Judgment criteria: No response ... 0 Mild or sporadic erythema ... 1 Moderate erythema ... 2 Severe erythema and edema ... 3 Note) ^{* 1} = Freund's complete adjuvant (manufactured by Wako Pure Chemical Industries) ^{* 2} = 10% sodium lauryl sulfate in white petrolatum
What was dispersed so that it might become weight%.

<References: “New skin physiology and safety” Seiji Shoin
Issue> Results: Compound I sensitization test results are 1000 ppm
At no concentration was "no response" (negative) referred to in the above criteria.

This result suggested that Compound I was an extremely safe compound.
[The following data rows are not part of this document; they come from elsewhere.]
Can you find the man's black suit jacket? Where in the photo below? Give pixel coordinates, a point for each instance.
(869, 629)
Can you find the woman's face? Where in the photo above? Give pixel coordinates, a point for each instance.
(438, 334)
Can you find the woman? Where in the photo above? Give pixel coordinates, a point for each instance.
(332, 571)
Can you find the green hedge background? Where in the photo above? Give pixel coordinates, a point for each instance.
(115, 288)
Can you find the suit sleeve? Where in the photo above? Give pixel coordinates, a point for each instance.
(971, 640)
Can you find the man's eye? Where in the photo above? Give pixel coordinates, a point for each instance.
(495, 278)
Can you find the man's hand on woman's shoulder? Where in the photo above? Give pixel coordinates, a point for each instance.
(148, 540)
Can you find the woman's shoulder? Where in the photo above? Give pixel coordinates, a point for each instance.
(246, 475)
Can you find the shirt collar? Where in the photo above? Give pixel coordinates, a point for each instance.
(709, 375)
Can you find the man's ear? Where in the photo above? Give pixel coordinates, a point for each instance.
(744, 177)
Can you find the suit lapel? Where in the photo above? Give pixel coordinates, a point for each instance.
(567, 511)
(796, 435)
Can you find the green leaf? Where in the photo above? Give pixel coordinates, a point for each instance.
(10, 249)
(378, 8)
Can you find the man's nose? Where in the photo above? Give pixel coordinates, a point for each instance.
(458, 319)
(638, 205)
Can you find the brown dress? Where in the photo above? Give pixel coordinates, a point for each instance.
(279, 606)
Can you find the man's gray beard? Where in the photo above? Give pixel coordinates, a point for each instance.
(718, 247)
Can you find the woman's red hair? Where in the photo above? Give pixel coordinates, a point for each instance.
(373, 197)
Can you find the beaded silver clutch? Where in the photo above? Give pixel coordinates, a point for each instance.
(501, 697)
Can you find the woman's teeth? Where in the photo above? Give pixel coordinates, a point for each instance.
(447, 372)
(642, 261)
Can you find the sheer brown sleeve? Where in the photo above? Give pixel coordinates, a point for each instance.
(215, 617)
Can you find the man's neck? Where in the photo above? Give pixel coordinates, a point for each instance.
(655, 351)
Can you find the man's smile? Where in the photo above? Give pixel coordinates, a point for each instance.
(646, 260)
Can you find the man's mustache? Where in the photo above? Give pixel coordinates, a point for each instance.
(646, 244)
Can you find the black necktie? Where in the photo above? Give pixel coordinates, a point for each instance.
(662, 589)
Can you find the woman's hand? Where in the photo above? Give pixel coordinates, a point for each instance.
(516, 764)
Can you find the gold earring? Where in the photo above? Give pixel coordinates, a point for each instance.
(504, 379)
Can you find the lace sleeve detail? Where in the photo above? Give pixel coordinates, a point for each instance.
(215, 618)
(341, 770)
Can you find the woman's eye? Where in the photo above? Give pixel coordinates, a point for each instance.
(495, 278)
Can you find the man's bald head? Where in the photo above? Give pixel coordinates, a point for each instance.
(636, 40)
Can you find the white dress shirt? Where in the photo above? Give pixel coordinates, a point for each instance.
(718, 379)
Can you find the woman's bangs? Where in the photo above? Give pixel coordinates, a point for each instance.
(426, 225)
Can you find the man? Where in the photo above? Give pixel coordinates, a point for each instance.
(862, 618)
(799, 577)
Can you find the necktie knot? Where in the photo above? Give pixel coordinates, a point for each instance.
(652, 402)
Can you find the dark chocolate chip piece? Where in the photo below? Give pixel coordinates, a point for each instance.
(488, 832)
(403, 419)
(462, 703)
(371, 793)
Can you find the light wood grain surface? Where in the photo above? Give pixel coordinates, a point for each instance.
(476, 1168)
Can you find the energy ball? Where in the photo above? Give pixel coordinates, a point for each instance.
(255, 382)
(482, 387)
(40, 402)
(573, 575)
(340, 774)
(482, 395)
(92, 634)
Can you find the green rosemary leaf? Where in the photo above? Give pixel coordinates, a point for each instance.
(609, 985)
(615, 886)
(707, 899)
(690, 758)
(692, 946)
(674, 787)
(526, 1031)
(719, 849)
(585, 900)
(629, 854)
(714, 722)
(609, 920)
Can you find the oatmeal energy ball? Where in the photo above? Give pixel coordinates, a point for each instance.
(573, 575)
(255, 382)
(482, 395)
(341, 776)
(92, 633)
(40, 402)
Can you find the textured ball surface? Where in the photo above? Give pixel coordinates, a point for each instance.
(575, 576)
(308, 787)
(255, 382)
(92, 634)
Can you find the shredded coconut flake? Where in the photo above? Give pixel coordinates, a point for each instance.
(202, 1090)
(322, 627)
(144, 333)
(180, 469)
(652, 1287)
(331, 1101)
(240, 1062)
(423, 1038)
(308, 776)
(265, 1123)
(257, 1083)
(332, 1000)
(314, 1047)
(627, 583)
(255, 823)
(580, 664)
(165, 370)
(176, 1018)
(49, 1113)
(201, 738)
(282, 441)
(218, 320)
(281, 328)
<Effect of the Invention> Compound I (neoglyphorin), which has been extracted, separated, purified, and isolated from the fruiting body of the Aingyotake mushroom according to the present invention and whose chemical structure has been clarified, has a remarkable tyrosinase activity inhibitory effect, In addition, the compound I has high safety. In addition, since the chemical structure of the tyrosinase activity inhibitor derived from the fruiting body of A. mushroom is determined by the present invention, the way of chemically synthesizing the same substance as the tyrosinase activity inhibitor derived from a natural product (derived from the fruiting body of A. mushroom) is opened up. A tyrosinase activity inhibitor with uniform and uniform quality, high tyrosinase activity, and excellent safe properties can be stably mass-produced. It has remarkable effects to achieve the object of the invention, such as being applicable to whitening cosmetics that are safe and have a high tyrosinase activity inhibition rate.
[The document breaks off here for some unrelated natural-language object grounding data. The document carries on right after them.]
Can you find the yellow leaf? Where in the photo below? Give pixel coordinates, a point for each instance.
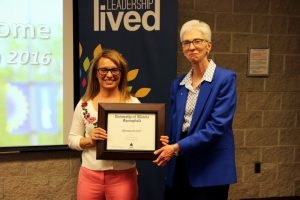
(129, 88)
(142, 92)
(97, 50)
(80, 50)
(131, 75)
(86, 64)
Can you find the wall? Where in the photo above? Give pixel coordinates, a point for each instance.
(267, 122)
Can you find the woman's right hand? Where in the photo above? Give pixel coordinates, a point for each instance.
(95, 134)
(98, 134)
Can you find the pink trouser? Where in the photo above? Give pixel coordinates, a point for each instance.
(107, 185)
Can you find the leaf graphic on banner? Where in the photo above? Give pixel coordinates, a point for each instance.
(129, 88)
(132, 74)
(80, 50)
(86, 64)
(142, 92)
(97, 50)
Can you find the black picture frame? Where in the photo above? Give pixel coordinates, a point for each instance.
(155, 111)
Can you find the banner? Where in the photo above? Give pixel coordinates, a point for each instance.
(145, 32)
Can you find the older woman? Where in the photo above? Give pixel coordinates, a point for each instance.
(200, 157)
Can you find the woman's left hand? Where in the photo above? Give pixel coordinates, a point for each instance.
(164, 139)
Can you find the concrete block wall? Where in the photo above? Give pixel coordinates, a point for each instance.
(267, 122)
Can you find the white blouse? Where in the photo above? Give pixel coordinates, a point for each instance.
(85, 118)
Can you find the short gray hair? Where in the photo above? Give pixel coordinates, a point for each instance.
(203, 27)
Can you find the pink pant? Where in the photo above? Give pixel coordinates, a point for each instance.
(107, 185)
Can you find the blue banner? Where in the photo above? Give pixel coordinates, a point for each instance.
(145, 32)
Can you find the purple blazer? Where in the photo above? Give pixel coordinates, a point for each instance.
(208, 149)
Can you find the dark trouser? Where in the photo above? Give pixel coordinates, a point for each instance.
(183, 191)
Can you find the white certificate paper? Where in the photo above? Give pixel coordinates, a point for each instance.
(131, 131)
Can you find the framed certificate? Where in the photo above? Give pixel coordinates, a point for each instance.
(133, 130)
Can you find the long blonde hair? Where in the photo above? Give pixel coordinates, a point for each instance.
(93, 86)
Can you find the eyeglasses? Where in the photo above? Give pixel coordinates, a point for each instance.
(114, 71)
(196, 42)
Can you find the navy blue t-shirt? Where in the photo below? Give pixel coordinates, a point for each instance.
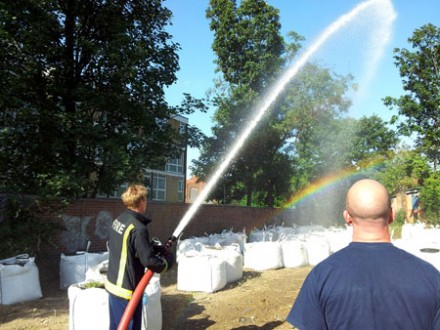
(369, 286)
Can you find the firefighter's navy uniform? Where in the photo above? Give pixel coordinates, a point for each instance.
(130, 252)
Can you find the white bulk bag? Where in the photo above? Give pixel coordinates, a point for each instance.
(263, 255)
(88, 308)
(73, 268)
(201, 273)
(294, 254)
(232, 256)
(317, 249)
(19, 280)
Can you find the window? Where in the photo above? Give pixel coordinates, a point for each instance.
(175, 165)
(180, 190)
(159, 187)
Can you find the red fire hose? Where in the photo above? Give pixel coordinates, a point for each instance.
(135, 298)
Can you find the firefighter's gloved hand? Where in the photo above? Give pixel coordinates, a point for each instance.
(169, 260)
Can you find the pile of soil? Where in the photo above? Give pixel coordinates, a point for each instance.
(260, 300)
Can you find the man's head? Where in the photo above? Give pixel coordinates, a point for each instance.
(368, 208)
(135, 198)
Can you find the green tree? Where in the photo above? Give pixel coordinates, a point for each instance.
(248, 46)
(405, 169)
(419, 108)
(429, 198)
(82, 94)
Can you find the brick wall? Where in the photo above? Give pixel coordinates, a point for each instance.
(90, 220)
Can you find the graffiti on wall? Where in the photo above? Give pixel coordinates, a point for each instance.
(74, 237)
(103, 224)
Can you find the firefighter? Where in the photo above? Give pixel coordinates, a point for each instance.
(130, 252)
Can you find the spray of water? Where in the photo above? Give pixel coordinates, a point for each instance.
(381, 5)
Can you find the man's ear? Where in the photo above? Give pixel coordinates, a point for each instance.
(347, 217)
(392, 216)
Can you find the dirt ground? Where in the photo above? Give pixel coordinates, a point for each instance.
(260, 300)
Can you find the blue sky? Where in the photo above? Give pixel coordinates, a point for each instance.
(346, 53)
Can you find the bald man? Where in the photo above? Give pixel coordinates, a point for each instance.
(370, 284)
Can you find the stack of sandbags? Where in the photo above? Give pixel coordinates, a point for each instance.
(19, 280)
(226, 238)
(200, 272)
(232, 256)
(317, 248)
(73, 268)
(338, 238)
(262, 256)
(294, 253)
(208, 263)
(88, 306)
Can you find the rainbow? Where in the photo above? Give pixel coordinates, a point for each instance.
(332, 180)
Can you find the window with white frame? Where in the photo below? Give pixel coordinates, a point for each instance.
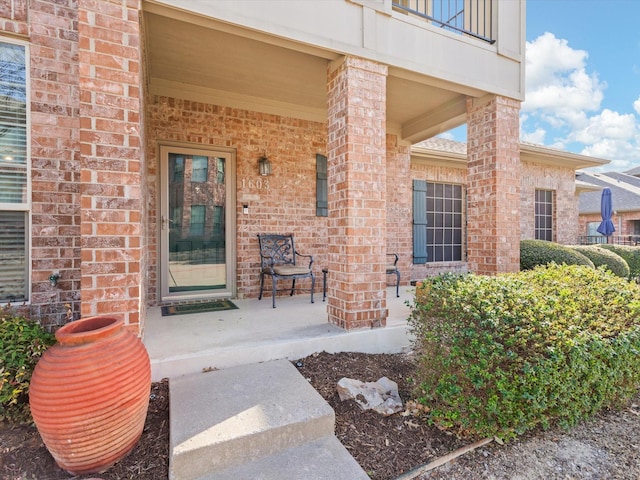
(200, 170)
(14, 173)
(198, 215)
(544, 213)
(438, 226)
[Brief description of the drawings]

FIG. 1 shows a compound I according to the present invention, which was extracted, separated, purified, isolated and determined for its chemical structure from the fruiting body of Amanita bamboo.
FIG. 2 is an ultraviolet absorption spectrum of the compound I according to the present invention, FIG. 3 is an infrared absorption spectrum of the compound I according to the present invention, and FIG. FIG. 5 shows an infrared absorption spectrum of the acetylated compound of Compound I according to the present invention, and FIG. 5 shows a proton nuclear magnetic resonance spectrum of Compound I according to the present invention.
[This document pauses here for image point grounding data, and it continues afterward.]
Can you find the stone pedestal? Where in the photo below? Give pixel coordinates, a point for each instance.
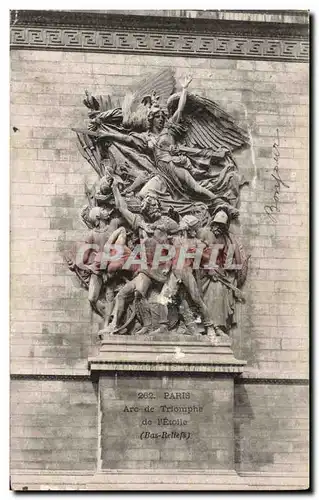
(166, 403)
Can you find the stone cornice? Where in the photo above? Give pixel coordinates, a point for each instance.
(196, 37)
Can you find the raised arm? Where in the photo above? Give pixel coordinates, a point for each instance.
(182, 100)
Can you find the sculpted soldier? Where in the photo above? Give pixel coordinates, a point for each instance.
(220, 284)
(153, 228)
(171, 155)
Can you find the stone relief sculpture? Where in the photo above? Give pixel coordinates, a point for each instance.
(166, 194)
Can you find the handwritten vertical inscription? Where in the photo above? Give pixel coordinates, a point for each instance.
(165, 422)
(274, 207)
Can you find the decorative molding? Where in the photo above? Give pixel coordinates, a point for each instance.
(160, 43)
(196, 37)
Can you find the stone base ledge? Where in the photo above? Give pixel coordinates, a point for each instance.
(174, 353)
(137, 480)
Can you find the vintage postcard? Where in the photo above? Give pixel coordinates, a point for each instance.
(159, 250)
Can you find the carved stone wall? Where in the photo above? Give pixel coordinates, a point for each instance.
(52, 330)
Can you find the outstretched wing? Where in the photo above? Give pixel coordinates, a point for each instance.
(161, 83)
(208, 125)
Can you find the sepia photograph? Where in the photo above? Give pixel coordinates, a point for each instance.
(159, 250)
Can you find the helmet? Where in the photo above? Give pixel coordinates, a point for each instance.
(221, 217)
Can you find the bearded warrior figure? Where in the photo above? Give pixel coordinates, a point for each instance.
(165, 173)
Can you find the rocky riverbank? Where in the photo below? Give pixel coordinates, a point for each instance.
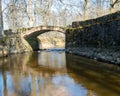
(106, 55)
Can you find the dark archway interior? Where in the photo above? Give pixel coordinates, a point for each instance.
(33, 41)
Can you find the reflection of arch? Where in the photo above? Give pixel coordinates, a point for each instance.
(31, 34)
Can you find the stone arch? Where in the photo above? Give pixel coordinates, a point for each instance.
(31, 35)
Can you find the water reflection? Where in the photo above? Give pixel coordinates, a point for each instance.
(45, 74)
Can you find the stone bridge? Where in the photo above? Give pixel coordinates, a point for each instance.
(35, 31)
(30, 34)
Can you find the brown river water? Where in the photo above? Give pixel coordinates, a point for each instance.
(54, 73)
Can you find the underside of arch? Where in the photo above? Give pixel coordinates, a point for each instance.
(32, 38)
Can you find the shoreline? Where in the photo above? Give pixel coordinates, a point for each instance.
(103, 55)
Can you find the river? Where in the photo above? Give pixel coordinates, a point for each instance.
(54, 73)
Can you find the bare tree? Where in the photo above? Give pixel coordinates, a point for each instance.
(1, 20)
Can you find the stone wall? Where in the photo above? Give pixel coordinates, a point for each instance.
(13, 43)
(96, 36)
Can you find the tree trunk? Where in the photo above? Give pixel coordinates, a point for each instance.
(1, 20)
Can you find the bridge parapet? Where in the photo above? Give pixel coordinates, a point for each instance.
(40, 28)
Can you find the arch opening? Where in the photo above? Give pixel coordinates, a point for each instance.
(46, 39)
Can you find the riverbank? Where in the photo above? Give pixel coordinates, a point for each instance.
(104, 55)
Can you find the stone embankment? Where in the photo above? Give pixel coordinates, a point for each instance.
(106, 55)
(98, 38)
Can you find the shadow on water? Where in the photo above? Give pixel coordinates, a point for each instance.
(102, 78)
(52, 73)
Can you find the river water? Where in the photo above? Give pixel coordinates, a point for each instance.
(54, 73)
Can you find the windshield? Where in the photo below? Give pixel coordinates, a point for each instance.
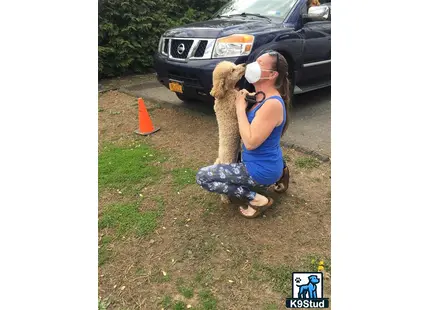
(272, 9)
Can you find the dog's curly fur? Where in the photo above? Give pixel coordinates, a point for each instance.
(225, 77)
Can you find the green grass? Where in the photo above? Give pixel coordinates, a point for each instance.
(187, 292)
(271, 307)
(104, 254)
(184, 176)
(127, 218)
(203, 276)
(121, 168)
(207, 300)
(179, 305)
(103, 304)
(166, 302)
(307, 162)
Continued on the front page (72) Inventor Hisao Uehara 1-17-117 Ebie, Fukushima-ku, Osaka-shi, Osaka (72) Inventor Hiroshi Tanaka 43-1, Midoricho, Neyagawa-shi, Osaka (58) Field surveyed (Int.Cl . ^6, DB name) A61K 31/05 A61K 7/00 CA (STN ) REGISTRY (STN) WPIDS (STN)

Claims (1)

(57) [Claims] A tyrosinase activity inhibitor comprising 5-farnesyl-6-methyl-resorcinol (alias: neogrifolin) as an active ingredient.